A more efficient approach is to only consider the neighbors of cells that are alive to determine the cells that are alive in the next configuration. Consider the following configuration.

For each alive cell, we increase the count of neighbors for the corresponding neighbors. The following diagram shows the count of neighbors for neighbors of the cells that are alive.

In the diagram, the neighbors corresponding to each alive cell are marked with lines of the same color as the alive cell.
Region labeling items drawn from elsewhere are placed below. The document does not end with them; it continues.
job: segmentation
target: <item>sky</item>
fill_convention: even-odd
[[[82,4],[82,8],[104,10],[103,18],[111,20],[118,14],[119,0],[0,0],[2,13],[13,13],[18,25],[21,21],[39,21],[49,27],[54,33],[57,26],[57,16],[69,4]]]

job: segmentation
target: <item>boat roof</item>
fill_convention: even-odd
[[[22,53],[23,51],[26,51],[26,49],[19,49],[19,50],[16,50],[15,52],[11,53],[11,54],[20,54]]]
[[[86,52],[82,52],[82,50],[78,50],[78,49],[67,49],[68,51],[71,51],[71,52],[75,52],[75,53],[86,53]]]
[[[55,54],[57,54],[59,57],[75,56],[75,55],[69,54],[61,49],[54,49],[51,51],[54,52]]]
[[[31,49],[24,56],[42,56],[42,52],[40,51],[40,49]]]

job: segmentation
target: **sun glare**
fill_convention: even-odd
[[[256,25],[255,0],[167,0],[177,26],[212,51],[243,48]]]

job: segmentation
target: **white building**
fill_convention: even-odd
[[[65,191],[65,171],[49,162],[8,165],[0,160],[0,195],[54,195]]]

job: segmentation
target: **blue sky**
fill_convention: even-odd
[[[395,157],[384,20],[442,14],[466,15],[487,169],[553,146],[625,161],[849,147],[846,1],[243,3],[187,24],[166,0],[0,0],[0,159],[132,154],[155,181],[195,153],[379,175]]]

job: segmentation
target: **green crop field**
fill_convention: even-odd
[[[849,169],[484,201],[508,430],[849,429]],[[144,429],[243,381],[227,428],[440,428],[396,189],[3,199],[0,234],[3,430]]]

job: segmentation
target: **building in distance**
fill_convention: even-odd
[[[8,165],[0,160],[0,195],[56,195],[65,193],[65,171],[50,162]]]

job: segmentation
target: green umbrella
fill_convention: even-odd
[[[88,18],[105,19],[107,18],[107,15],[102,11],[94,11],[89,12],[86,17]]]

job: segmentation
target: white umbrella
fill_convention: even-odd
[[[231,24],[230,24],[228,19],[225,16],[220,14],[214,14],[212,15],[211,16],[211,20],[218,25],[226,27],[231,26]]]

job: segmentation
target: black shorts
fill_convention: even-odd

Given the counts of neighbors, we consider each and the corresponding cell in the current configuration to determine if the cell should be alive in the successor configuration. The circled counts in the next diagram correspond to alive cells in the successor configuration. Note that it is unnecessary to consider the cell in the bottom-left corner, something we would have done in the naive approach.

The following is a Ruby implementation of our efficient approach.

#!/usr/bin/env ruby

def increase_cells row, cells, cols
  cells.each { |c|
    next if c < 0 || c >= cols
    row[c] ||= 0
    row[c] += 1
  }
end

def step curr, rows, cols
  neighbors = {}
  curr.each { |r, row|
    row.each { |c, _|
      if r - 1 >= 0
        increase_cells (neighbors[r - 1] ||= {}), [c - 1, c, c + 1], cols
      end
      if r + 1 < rows
        increase_cells (neighbors[r + 1] ||= {}), [c - 1, c, c + 1], cols
      end
      increase_cells (neighbors[r] ||= {}), [c - 1, c + 1], cols
    }
  }
  succ = {}
  neighbors.each { |r, row|
    row.each { |c, count|
      if count == 3 || !!curr[r] && !!curr[r][c] && count == 2
        succ[r] ||= {}
        succ[r][c] = true
      end
    }
  }
  return succ
end

def main
  rows, cols = readline.split(' ').map(&:to_i)
  curr = {}
  n = readline.to_i
  (1..n).each { |_|
    r, c = readline.split(' ').map(&:to_i)
    curr[r] ||= {}
    curr[r][c] = true
  }
  s = readline.to_i
  (1..s).each { |_| curr = step curr, rows, cols }
  curr.each { |i, row| row.each { |j, cell| puts "#{i} #{j}" if cell } }
end

main

Function step computes the counts of neighbors using function increase_cells. Function increase_cells increases the cells on the given row as long as they are within bounds.

The time and space complexity of this approach is O( alive cells ).